Elterntaxis, Raser: Tausende Verkehrssünder vor Hamburgs Schulen
Wochenlang hat die Polizei im Hamburger Stadtgebiet vor Schulen und Kitas besonders intensiv kontrolliert, Gespräche geführt und Blitzer aufgestellt. Nun zieht sie eine teils ernüchternde Bilanz.
Bei dreiwöchigen Kontrollen vor Grundschulen und Kitas in Hamburg hat die Polizei mehr als 8000 Verstöße festgestellt – in den meisten Fällen waren Autofahrerinnen und Autofahrer zu schnell unterwegs.

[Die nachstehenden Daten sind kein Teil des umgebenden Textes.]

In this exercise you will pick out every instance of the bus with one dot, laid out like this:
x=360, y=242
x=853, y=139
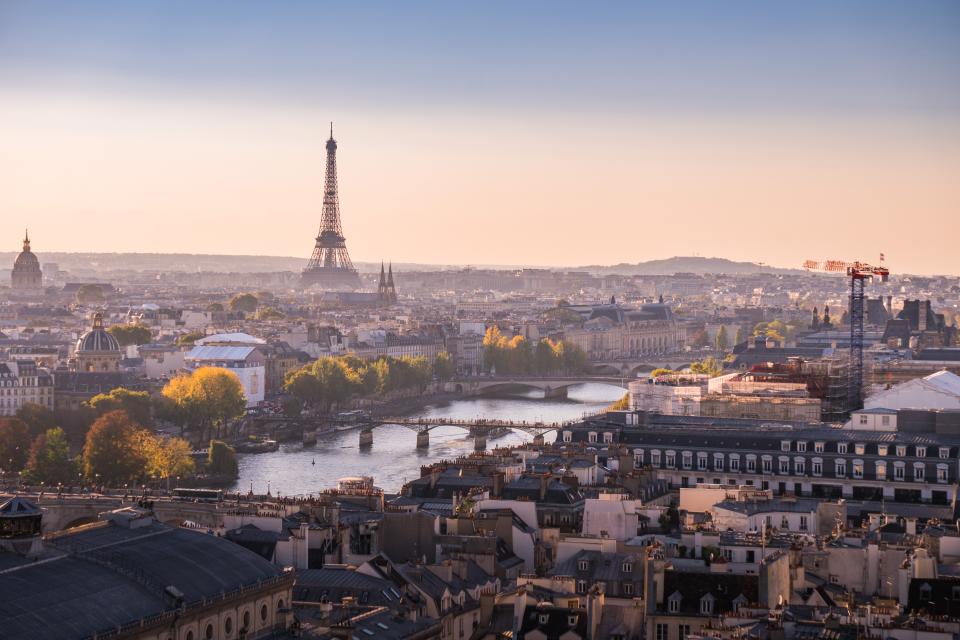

Fast 7000 Tempoverstöße vor Hamburger Schulen
Fast 7000 Mal lösten die mobilen Blitz- oder Messgeräte zwischen Mitte März und Anfang April aus, wie die Polizei mitteilte. Zudem hatten fast 600 Autofahrer falsch geparkt, in mehr als 70 Fällen waren die Kinder nicht ordnungsgemäß gesichert und fast 50-mal waren sie oder die Eltern nicht angeschnallt. Außerdem wurden 23 Menschen dabei erwischt, wie sie über eine rote Ampel gefahren sind.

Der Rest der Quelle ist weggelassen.